To specifically generate DA neurons from TTF-derived iNPCs, the iNPCs were subjected to a paradigm that facilitates the differentiation and maturation of DA neurons 5. TTF-derived iNPCs readily gave rise to DA neurons after a 3-week differentiation (Figure 1K and 1L). Tuj1-positive neurons emerged at an efficiency of 21.8% ± 9.65% (n = 4), much higher than the efficiency (< 1%) at which iNs were generated in our system at the same time point (Figure 1M). Among the Tuj1-positive cells, 8.56% ± 1.84% (n = 3) were co-labeled with TH (Figure 1N). The TH-positive neurons also co-expressed specific midbrain DA markers, Pitx3 and En1 (Figure 1K and 1L), further suggesting their midbrain DA neuron identity. In addition, after a 3-week differentiation, the TH-positive neurons exhibited spontaneous action potentials and mature evoked action potentials by step current injection, suggesting a functional membrane property (Figure 1O-1Q).

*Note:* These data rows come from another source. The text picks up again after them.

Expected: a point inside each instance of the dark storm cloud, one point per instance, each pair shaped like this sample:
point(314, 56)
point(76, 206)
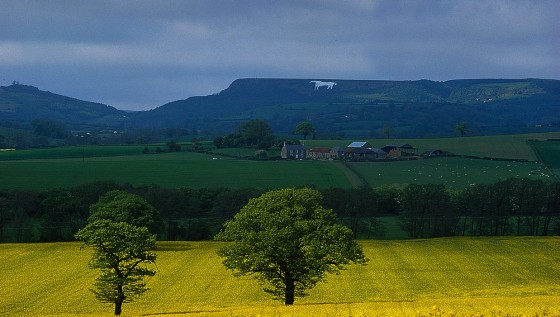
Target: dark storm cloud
point(141, 54)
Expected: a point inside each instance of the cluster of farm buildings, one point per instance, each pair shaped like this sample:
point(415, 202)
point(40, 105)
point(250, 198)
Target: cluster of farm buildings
point(354, 151)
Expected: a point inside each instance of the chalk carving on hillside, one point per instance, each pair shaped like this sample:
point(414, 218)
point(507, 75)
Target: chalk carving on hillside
point(318, 83)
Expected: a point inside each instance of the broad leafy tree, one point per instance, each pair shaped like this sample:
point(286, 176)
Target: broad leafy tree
point(305, 128)
point(462, 127)
point(122, 206)
point(288, 242)
point(123, 253)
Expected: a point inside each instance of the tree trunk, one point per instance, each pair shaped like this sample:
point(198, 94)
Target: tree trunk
point(290, 290)
point(118, 308)
point(119, 300)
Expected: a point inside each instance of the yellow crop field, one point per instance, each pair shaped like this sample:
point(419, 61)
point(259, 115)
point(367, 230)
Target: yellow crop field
point(507, 276)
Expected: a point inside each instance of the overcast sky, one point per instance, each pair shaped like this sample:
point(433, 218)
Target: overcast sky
point(141, 54)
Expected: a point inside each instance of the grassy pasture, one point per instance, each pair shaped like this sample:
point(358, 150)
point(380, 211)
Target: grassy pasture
point(194, 170)
point(465, 276)
point(454, 172)
point(69, 166)
point(499, 146)
point(173, 170)
point(549, 152)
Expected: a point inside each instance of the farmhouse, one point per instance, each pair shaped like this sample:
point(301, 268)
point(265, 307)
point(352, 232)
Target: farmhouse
point(354, 153)
point(432, 153)
point(363, 145)
point(292, 151)
point(399, 150)
point(320, 153)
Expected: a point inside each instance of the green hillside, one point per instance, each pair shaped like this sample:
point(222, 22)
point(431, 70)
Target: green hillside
point(21, 104)
point(466, 276)
point(351, 109)
point(70, 166)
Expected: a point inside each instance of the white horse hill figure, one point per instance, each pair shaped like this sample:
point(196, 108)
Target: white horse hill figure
point(328, 84)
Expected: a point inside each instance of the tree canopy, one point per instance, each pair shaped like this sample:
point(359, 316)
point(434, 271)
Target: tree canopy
point(288, 241)
point(122, 252)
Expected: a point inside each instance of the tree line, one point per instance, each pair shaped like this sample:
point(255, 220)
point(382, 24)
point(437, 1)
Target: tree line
point(507, 207)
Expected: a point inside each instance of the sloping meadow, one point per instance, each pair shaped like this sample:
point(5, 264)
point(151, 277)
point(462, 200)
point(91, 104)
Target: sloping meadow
point(461, 276)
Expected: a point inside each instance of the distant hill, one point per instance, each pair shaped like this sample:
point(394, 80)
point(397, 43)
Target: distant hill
point(351, 108)
point(21, 104)
point(361, 108)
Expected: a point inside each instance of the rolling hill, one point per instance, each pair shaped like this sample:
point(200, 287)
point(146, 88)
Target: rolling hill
point(350, 109)
point(21, 104)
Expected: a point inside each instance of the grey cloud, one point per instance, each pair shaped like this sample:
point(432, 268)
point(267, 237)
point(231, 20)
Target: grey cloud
point(140, 53)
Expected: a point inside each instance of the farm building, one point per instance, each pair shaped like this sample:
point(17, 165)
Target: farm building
point(432, 153)
point(398, 150)
point(291, 151)
point(358, 153)
point(363, 145)
point(320, 153)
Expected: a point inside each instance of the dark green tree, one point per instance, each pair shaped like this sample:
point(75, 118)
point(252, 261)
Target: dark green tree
point(288, 242)
point(305, 128)
point(427, 211)
point(123, 253)
point(122, 206)
point(462, 127)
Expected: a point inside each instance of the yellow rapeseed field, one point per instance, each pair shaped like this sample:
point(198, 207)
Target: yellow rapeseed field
point(508, 276)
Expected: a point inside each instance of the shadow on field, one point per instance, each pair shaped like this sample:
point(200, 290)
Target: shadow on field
point(183, 312)
point(174, 246)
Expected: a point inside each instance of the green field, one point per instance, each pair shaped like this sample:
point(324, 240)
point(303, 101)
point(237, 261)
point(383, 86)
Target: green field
point(454, 172)
point(549, 152)
point(403, 278)
point(499, 146)
point(70, 166)
point(173, 170)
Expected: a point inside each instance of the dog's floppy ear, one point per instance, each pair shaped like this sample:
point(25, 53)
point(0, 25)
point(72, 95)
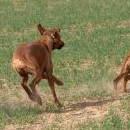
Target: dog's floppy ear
point(41, 29)
point(58, 30)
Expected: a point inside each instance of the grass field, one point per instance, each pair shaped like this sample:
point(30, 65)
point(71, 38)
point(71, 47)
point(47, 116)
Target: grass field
point(97, 37)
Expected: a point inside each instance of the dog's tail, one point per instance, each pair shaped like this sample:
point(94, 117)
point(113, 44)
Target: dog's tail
point(124, 62)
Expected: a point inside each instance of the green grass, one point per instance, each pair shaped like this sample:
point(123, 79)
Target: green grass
point(96, 35)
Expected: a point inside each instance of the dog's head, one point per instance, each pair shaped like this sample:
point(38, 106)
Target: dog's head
point(57, 43)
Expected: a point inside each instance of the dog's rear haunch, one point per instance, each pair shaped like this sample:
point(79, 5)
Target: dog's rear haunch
point(34, 58)
point(125, 73)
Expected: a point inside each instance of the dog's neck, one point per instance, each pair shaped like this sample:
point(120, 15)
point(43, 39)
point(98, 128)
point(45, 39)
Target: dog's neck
point(47, 41)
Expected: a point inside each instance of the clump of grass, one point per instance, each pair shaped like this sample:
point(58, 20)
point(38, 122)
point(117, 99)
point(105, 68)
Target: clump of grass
point(111, 122)
point(13, 114)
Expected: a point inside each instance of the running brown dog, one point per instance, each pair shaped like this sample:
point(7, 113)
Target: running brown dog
point(125, 73)
point(34, 58)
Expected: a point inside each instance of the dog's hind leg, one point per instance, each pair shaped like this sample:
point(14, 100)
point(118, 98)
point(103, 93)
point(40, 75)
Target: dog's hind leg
point(55, 79)
point(51, 85)
point(24, 77)
point(34, 82)
point(126, 78)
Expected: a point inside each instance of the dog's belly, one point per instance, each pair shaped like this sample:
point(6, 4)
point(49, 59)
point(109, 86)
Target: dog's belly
point(17, 64)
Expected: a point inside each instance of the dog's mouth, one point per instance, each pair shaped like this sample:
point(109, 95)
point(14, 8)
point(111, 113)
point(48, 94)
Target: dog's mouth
point(60, 46)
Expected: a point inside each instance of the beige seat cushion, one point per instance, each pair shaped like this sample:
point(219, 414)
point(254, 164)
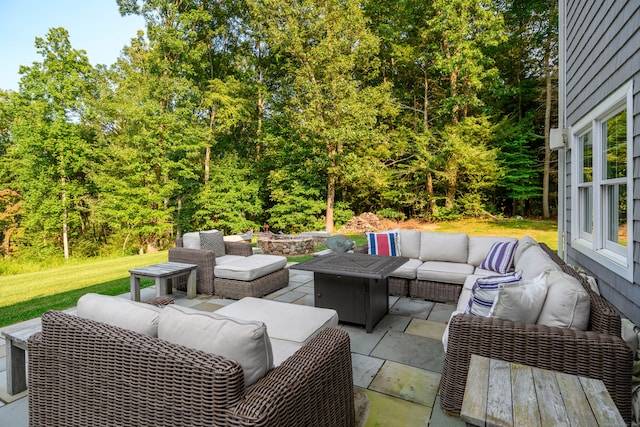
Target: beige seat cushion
point(567, 304)
point(408, 270)
point(291, 322)
point(250, 268)
point(243, 341)
point(448, 272)
point(134, 316)
point(451, 247)
point(534, 261)
point(225, 259)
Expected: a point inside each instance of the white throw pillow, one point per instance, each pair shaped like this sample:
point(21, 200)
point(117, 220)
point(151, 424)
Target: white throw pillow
point(409, 243)
point(244, 341)
point(567, 304)
point(132, 315)
point(521, 302)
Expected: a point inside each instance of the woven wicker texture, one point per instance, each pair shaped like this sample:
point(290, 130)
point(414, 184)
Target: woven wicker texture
point(399, 286)
point(206, 261)
point(237, 289)
point(598, 353)
point(86, 373)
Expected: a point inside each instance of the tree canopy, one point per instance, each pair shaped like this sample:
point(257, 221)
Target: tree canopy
point(279, 115)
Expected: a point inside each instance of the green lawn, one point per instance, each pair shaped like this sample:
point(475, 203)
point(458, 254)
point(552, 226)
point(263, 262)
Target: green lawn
point(28, 295)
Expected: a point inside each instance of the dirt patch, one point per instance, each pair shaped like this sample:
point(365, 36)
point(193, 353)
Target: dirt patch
point(371, 222)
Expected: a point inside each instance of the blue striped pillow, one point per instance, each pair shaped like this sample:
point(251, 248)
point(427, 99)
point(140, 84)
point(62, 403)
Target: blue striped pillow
point(384, 243)
point(500, 257)
point(485, 292)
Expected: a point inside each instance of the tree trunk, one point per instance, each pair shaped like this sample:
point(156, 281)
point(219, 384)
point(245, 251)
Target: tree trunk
point(432, 200)
point(207, 152)
point(547, 125)
point(425, 111)
point(65, 224)
point(331, 196)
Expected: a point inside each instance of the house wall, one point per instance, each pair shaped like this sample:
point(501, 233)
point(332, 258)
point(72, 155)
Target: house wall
point(602, 54)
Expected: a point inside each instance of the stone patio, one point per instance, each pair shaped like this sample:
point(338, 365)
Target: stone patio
point(396, 369)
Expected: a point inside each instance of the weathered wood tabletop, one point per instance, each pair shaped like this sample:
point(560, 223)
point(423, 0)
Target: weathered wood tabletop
point(500, 393)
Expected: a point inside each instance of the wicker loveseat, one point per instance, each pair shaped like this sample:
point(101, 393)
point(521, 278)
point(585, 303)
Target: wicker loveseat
point(87, 373)
point(598, 352)
point(208, 282)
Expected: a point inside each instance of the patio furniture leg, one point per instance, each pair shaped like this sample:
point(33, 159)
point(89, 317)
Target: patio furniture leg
point(135, 287)
point(16, 372)
point(191, 284)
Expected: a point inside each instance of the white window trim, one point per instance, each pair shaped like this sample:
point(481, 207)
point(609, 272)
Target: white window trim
point(621, 265)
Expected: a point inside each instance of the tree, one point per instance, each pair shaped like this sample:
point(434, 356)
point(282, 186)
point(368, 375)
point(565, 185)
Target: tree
point(327, 56)
point(53, 145)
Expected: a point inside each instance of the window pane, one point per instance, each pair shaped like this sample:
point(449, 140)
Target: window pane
point(615, 146)
point(586, 208)
point(616, 199)
point(586, 157)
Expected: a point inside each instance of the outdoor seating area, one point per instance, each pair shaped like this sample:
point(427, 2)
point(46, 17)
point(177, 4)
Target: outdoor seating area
point(268, 358)
point(396, 368)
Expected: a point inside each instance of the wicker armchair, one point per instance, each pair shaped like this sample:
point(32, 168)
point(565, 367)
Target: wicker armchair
point(599, 352)
point(86, 373)
point(206, 261)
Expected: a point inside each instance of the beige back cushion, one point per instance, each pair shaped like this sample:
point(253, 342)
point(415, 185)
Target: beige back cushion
point(243, 341)
point(191, 240)
point(567, 304)
point(524, 243)
point(134, 316)
point(479, 247)
point(449, 247)
point(535, 261)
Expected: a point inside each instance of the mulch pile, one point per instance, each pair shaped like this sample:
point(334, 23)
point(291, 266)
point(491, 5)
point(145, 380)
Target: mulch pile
point(366, 222)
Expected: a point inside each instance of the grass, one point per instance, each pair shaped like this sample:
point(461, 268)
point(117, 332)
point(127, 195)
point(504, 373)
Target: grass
point(29, 295)
point(542, 231)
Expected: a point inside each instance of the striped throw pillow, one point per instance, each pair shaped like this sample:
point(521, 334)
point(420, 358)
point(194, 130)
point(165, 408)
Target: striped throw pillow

To study the survival and differentiation of iNPCs in vivo, we bilaterally introduced GFP-labeled iNPCs into the dentate gyrus (DG) of hippocampus, a region of native neurogenesis in the adult brain of C57BL/6 mouse. Four weeks after transplantation, the mice were sacrificed for graft analysis. A significant number of GFP-positive cells were observed at the injection site (Figure 1R). Some grafted cells integrated into the granular cell layer at DG and stained positive for NeuN, verifying that TTF-derived iNPCs can survive transplantation and differentiate to mature neurons in vivo (Figure 1S). Furthermore, some GFP-positive cells were co-labeled with synapsin (Figure 1T), suggesting that the grafted cells might have established synaptic connections with host neurons. Interestingly, we also observed grafted cells at the pyramidal layer at CA1. Those GFP-positive cells were co-labeled with NeuN and displayed complex neuronal morphologies with extensive neurite arborization. Further investigation is needed to elucidate how the grafted cells migrated and integrated to the pyramidal layer (Figure 1R). Up to now, we have examined 12 hippocampi, and have not detected any sign of tumorigenesis, suggesting that iNPCs may be a safe source material for replacement approaches.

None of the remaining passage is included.